In the meantime, we appreciate your continued support in our efforts and thank you for your patience.  Without such patience, we would not have been able to avoid selling off mortgage loans and real estate properties at great losses and would likely not have been able to hold off our senior lenders to the extent we have done thus far.  Our primary objective has always been — and remains today, especially in these difficult times – to preserve as much of our investors’ capital as possible.

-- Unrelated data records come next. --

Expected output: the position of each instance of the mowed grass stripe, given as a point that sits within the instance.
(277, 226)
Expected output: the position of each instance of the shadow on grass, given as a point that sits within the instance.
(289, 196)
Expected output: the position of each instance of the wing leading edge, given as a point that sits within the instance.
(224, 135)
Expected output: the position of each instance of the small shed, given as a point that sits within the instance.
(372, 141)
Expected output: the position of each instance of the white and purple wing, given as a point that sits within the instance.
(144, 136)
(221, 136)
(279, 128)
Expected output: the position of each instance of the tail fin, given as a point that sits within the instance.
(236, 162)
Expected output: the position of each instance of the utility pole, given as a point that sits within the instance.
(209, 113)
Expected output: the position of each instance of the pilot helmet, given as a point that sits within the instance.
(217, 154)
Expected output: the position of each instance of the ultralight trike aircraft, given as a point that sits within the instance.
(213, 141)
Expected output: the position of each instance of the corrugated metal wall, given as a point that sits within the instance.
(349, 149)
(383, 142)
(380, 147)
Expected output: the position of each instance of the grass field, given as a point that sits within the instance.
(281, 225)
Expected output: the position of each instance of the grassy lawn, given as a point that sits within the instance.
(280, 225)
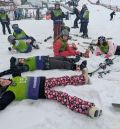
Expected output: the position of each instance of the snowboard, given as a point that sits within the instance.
(107, 62)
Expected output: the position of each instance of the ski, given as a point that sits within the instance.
(46, 39)
(95, 40)
(103, 66)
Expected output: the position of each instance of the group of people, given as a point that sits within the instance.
(83, 16)
(19, 88)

Your patience has helped us greatly in these efforts.

 

Sincerely,

David Choo

President

 

This newsletter contains “forward-looking” statements within the meaning of the Private Securities Litigation Reform Act of 1995, which provides a “safe harbor” for statements about future events, products and future financial performance that are based on the beliefs of, estimates made by and information currently available to the Manager. The outcome of the events described in these forward-looking statements is subject to risks and uncertainties. Actual results and the outcome or timing of certain events may differ significantly from those projected in these forward-looking statements due to the factors listed under “Risk Factors” in  the Fund’s Annual Report of Form 10-K for the year ended December 31, 2007 and from time to time in our other filings with the SEC. For this purpose, statements concerning future liquidity, interest rates, availability of credit  and other conditions in the credit markets , and economic conditions and their effect on  the  Fund and its assets, trends in real estate markets, future loan payoffs, foreclosures and value recovered from property sales, estimates as to the allowance for loan losses , writedowns and the valuation of real estate held for sale,   the ability to hold properties until the markets improve or to sell them, ways to allow investors to redeem their investments , as well as actions expected to be taken by California Mortgage and Realty, Inc., as our Manager; and any statements using the terms “believe,” “expect,” “expectation,” “anticipate,” “can,” “should,” “would,” “could,” “estimate,” “appear,” “based on,” “may,” “intended,” “potential, “are emerging” and “possible” or similar statements are forward-looking statements that involve risks and uncertainties that could cause our actual results and the outcome and timing of certain events to differ materially from those projected or management’s current expectations.  By making forward-looking statements,  the  Fund has not assumed any obligation to, and you should not expect  the  Fund to, update or revise those statements because of new information, future events or otherwise.